I met Kevin McCutcheon over eighteen years ago in what now feels like another lifetime. He came to NYC from the Deutsche Oper Berlin to listen to auditions and choose the scholarship recipients for the Opera’s Young Artist program that year. He chose me then and changed my life forever. I came to Berlin, and he coached me for the next eighteen years right up until the pandemic made that impossible. Kevin didn’t exaggerate in his praise or criticisms. If he said something needed attention, I knew I needed to pay better attention. If he told me something was good, I knew that I could believe him. When I was a young artist that first year, far from home, completely unknown, he got me my first major job as a guest soloist with Berlin’s Radio Symphony Orchestra, sight unseen. They didn’t even have me audition – they just took me at Kevin’s word.
Kevin went out of his way for me many times over the years. He always found time for me regardless of whatever else was going on in his life. When I became a freelancer, if I had an overwhelming amount of music to cover, and he had a crazy schedule at the Deutsche Oper, he would still find time to coach me before, after, or in between playing Wagner or Verdi operas all day. His apartment was unique like him, a special place to sing. His myriads of scores, CD’s, record albums, and books (far too many to count, although I often thought about it) were all organized on giant bookshelves that took up entire walls. Every item in Kevin’s collection had its place, and singing while surrounded by all of those great musical works, as well as the models he so intricately put together, was inspirational.
I asked for Kevin’s advice and opinions on many matters, musical and mundane. For years, he helped me choose and prepare my audition repertoire and played on the demos I needed to record. But he also knew things like which dry cleaner wouldn’t melt the sequins off of my gowns. He told me which of his thousand-page books he enjoyed the most and thought I might like to read, as well as how to handle some of the many bureaucratic hurdles known only to the foreigner living abroad. And when I finally made peace with the fact that I was never going to master the German articles, he showed me his trick for casually mumbling through the “der,” “die,” “das,” “dem,” and “denen(s),” instead of stressing so much about it in conversation. Mostly, he told me not to worry so much, that I would be fine. “Be cool,” he would say, which always made me laugh, which made him laugh.

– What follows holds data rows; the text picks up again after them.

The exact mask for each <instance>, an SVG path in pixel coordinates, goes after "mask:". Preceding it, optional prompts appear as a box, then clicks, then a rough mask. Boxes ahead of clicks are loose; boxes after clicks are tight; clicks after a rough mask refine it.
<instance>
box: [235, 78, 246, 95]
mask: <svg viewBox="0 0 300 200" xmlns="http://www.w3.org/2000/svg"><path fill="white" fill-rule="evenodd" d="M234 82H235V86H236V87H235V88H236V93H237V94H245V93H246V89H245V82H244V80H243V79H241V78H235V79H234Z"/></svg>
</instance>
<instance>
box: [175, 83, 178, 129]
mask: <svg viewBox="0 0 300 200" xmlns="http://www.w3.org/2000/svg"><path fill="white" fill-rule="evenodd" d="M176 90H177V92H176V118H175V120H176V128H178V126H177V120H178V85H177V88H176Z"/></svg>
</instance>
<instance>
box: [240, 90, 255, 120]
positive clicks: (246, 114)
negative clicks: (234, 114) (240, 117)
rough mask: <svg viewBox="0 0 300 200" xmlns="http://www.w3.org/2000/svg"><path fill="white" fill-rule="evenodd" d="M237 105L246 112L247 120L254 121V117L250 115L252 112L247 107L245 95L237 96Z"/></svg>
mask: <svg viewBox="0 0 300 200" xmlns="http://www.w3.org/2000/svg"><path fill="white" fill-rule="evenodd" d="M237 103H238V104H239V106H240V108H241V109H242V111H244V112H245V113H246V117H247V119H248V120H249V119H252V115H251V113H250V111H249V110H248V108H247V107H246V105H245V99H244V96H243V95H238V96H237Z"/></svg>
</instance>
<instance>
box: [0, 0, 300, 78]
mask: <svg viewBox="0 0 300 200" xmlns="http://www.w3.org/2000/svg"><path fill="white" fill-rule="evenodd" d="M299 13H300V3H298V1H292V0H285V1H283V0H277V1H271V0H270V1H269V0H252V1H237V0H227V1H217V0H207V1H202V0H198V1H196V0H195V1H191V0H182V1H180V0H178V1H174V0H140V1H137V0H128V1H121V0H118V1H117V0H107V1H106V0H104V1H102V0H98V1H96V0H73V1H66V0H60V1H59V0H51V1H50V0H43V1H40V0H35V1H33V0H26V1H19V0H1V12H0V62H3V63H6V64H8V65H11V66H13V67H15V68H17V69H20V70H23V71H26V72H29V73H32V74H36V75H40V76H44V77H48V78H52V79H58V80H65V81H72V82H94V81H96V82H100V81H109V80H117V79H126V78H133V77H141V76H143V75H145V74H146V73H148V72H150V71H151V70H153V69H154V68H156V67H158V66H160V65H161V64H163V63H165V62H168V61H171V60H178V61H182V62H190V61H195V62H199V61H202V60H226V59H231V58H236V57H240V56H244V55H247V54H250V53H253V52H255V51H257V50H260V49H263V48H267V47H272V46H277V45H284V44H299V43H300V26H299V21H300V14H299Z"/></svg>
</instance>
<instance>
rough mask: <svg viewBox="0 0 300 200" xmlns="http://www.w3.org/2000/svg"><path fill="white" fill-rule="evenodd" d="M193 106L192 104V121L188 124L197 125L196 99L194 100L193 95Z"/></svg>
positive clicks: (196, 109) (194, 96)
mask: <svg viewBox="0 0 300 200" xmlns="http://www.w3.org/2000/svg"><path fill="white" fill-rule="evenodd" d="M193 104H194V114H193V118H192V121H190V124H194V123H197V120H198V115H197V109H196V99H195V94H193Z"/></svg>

Kevin was an extremely intelligent person. He had a quick wit and a wry sense of humor. He was so understated that sometimes something he had said would strike me again later, and I would have to laugh out loud in the street, at dinner, or wherever I happened to be. Kevin never needed to put anyone down to feel better about himself. He never judged me when I didn’t understand something or let me feel stupid about it. I could ask him questions that I wouldn’t ask anyone else for fear of embarrassment. He also never assumed that he had all the answers. He would offer his thoughts and suggestions and would listen to my thoughts with equal measure. He was a gifted coach and conductor, and he could play anything thrown in front of him on the piano. He had the patience to run through the music many times, in many ways to help me figure out how to make it mine, even if he and I both wanted to hurl the notes across the room some days by the time we were through. When I began singing completely unknown Baroque music, he would transpose the score to the right key a half-step down, even while looking at the notes for the very first time. I was always amazed that he managed to play almost completely illegible manuscript copies of three-hundred-year-old scores at first sight. When it would all get to be too much for either or both of us, he would just quietly say, “Let’s take a little break. I need to clear my head.” And five minutes (and one quick cigarette on the balcony) later, he was figuring it out all over again.

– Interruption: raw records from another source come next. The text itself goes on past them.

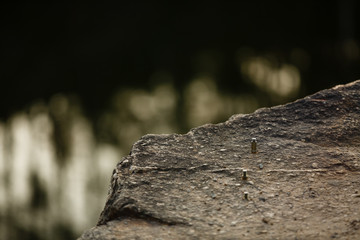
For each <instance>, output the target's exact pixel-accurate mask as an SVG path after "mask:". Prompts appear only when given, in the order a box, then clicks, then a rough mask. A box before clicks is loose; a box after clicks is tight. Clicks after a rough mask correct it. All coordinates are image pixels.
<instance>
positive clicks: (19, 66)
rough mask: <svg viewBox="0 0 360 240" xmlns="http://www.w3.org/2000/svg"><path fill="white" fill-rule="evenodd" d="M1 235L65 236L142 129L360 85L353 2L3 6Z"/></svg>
mask: <svg viewBox="0 0 360 240" xmlns="http://www.w3.org/2000/svg"><path fill="white" fill-rule="evenodd" d="M0 12H1V14H0V18H1V23H0V26H1V33H0V34H1V35H0V36H1V40H0V41H1V59H0V61H1V64H0V81H1V82H0V83H1V85H0V239H36V240H37V239H55V240H60V239H75V238H76V237H78V236H79V235H80V234H81V233H82V232H83V231H84V230H85V229H87V228H90V227H92V226H94V225H95V224H96V222H97V219H98V217H99V214H100V212H101V210H102V208H103V206H104V204H105V199H106V195H107V191H108V187H109V181H110V177H111V173H112V170H113V168H114V167H115V165H116V163H117V162H118V161H120V159H121V157H123V156H126V155H127V154H128V153H129V151H130V149H131V145H132V144H133V143H134V142H135V141H136V140H138V139H139V138H140V137H141V136H142V135H145V134H147V133H186V132H188V131H189V129H191V128H193V127H196V126H199V125H201V124H204V123H218V122H221V121H225V120H226V119H228V118H229V117H230V116H231V115H233V114H236V113H251V112H253V111H254V110H256V109H257V108H260V107H270V106H274V105H278V104H284V103H287V102H289V101H293V100H295V99H297V98H301V97H304V96H306V95H309V94H312V93H314V92H316V91H318V90H322V89H324V88H329V87H332V86H334V85H336V84H343V83H348V82H351V81H354V80H357V79H359V78H360V42H359V40H360V25H359V24H360V21H359V20H360V19H359V18H360V15H359V14H356V13H359V12H360V4H359V2H357V1H355V0H327V1H306V0H305V1H304V0H302V1H259V0H252V1H192V2H189V3H188V2H187V1H182V2H178V3H175V2H170V1H143V2H141V1H137V2H134V1H129V3H122V4H116V5H106V4H97V5H90V4H13V5H9V4H4V3H2V4H1V8H0Z"/></svg>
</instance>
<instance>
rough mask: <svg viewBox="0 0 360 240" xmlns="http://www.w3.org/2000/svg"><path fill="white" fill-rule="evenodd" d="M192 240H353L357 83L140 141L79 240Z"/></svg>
mask: <svg viewBox="0 0 360 240" xmlns="http://www.w3.org/2000/svg"><path fill="white" fill-rule="evenodd" d="M253 137H256V138H257V150H258V152H257V153H256V154H252V153H251V139H252V138H253ZM243 169H246V170H247V175H248V178H247V179H246V180H244V179H242V170H243ZM245 191H246V192H248V193H249V199H248V200H245V199H244V192H245ZM199 238H200V239H241V238H245V239H330V238H338V239H356V238H357V239H359V238H360V81H356V82H353V83H350V84H347V85H341V86H337V87H334V88H332V89H329V90H324V91H321V92H318V93H316V94H314V95H312V96H309V97H305V98H304V99H300V100H298V101H295V102H293V103H289V104H287V105H283V106H277V107H272V108H263V109H259V110H257V111H256V112H254V113H253V114H248V115H241V114H240V115H235V116H233V117H231V118H230V119H229V120H228V121H226V122H225V123H221V124H216V125H211V124H209V125H204V126H201V127H199V128H195V129H192V130H191V131H190V132H189V133H187V134H185V135H179V134H172V135H146V136H144V137H142V138H141V139H140V140H139V141H138V142H136V143H135V144H134V146H133V149H132V151H131V153H130V155H129V156H127V157H125V158H123V159H122V160H121V162H120V163H118V165H117V166H116V169H115V170H114V173H113V176H112V179H111V188H110V190H109V196H108V199H107V203H106V206H105V208H104V210H103V212H102V214H101V216H100V219H99V222H98V226H96V227H94V228H92V229H89V230H87V231H85V232H84V234H83V235H82V236H81V237H80V238H79V239H199Z"/></svg>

I am not alone in my memories and grief over the loss of Kevin McCutcheon, gone far too soon. He touched so many lives, musically and personally, and made an indelible mark on those who were lucky enough to spend time with him. It is difficult for me to believe that I will never sing with him again, that I will never hear his voice making up the words to all of the other characters in an opera, as I struggle to memorize Italian recitatives. It is almost unfathomable that he will never again wave at me from his balcony as I run down the street hurrying to his apartment, telling me to slow down, he had time. But his ideas and musings are written all over my music. His gentle nature, kindness, humor and all that he taught me over the years are a part of who I am now, and he will always be with me when I sing.
3 thoughts on “In Memory of Kevin McCutcheon ~ One of a Kind”
Robin, this is very special and beautiful. I’m sure Kevin would appreciate it deeply.Love,Yo Maa Maa
I am happy that Kevin played such a prominent role in your development as a fine opera singer. He obviously was great musician and teacher. Your tribute to him is so well written and poignant. Rest in peace Kevin and know that Robin will continue to excel and is very appreciative of the big part you play.
Losing Kevin and John Dawson from the DOB family is unfathomable. They both brought so much musical knowledge and comfort to us young Americans. I still laugh when I think of “McCutch” trying to demonstrate how to sing one of my lines! His growls voice would sing the phrase and then he’d say, “well, you get the idea.” I always had him play for any recording I made. He was one of a kind, and he’ll be sorely missed by all who knew him.